Probabilistic Wind Power Forecasting using Adam-OBL Optimized DeepAR Model
Abstract
Accurate forecasting of wind power generation is crucial for effective planning and scheduling in modern power systems. This paper presents a probabilistic wind power forecasting framework based on the Deep Autoregressive (DeepAR) model whose hyperparameters are selected by a proposed Adam-Opposition Based Learning optimization algorithm (Adam-OBL). The proposed model is benchmarked against a modified Grasshopper Optimization Algorithm (MGOA) optimized DeepAR, a vanilla DeepAR, an equal-budget random search, and a classical probabilistic persistence baseline.

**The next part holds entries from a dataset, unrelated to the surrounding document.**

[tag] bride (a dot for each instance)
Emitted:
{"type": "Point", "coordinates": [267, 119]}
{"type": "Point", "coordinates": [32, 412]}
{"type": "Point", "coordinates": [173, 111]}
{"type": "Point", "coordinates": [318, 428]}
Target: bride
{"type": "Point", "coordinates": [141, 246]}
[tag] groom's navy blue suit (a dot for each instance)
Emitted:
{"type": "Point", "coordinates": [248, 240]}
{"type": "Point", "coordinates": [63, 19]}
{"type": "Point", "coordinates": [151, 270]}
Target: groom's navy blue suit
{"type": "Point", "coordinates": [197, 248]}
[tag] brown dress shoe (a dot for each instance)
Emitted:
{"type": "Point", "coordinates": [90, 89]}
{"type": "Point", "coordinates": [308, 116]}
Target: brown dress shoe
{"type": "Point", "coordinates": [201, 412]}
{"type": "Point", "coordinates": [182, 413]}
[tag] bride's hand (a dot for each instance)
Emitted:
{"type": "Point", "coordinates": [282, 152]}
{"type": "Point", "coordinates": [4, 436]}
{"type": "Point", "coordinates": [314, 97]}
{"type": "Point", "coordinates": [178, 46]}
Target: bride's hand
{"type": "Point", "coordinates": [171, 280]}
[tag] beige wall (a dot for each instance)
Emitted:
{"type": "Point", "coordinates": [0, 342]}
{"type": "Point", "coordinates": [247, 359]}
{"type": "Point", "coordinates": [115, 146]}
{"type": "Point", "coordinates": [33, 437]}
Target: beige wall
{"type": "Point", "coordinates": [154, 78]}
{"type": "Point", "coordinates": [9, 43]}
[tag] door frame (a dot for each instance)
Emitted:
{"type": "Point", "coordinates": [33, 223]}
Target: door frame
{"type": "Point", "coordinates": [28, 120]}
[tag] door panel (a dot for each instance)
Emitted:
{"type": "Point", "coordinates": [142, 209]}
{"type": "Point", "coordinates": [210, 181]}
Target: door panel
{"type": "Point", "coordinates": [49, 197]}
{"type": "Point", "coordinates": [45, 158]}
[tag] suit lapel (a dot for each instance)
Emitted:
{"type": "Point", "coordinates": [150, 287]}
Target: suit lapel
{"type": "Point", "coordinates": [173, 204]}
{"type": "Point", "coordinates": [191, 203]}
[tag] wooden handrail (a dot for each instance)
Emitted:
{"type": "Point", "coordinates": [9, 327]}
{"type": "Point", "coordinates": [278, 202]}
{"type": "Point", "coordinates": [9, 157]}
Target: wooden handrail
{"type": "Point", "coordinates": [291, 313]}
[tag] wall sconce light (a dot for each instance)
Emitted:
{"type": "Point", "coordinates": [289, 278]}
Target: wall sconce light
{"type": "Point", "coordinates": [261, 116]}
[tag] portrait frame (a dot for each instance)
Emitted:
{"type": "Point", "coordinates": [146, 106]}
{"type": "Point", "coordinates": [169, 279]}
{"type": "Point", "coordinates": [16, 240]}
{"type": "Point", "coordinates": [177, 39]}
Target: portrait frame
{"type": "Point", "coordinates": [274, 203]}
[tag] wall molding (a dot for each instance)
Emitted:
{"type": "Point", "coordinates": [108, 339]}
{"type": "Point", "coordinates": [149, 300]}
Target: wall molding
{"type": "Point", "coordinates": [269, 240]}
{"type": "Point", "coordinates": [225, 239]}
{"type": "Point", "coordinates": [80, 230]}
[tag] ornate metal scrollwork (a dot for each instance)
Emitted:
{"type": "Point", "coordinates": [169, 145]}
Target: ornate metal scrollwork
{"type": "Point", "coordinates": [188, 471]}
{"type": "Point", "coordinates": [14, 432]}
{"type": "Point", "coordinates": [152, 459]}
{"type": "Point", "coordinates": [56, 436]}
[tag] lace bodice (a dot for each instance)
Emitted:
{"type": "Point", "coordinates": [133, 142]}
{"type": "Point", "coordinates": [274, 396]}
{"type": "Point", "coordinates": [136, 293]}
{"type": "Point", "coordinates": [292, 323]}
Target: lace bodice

These optimizer-driven approaches automatically find the best hyperparameters for tuning Deep Neural Networks (DNNs), preventing time-consuming and inefficient manual intervention. Unlike traditional deterministic approaches, the proposed method captures the inherent uncertainty and stochastic behavior of wind power generation by providing probabilistic forecasts. The methodology includes data pre-processing, model implementation, testing, and evaluation. Monte Carlo sampling improves accuracy, while validation-based conformal scaling calibrates prediction intervals. The results show the effectiveness of the Adam-OBL optimized DeepAR framework.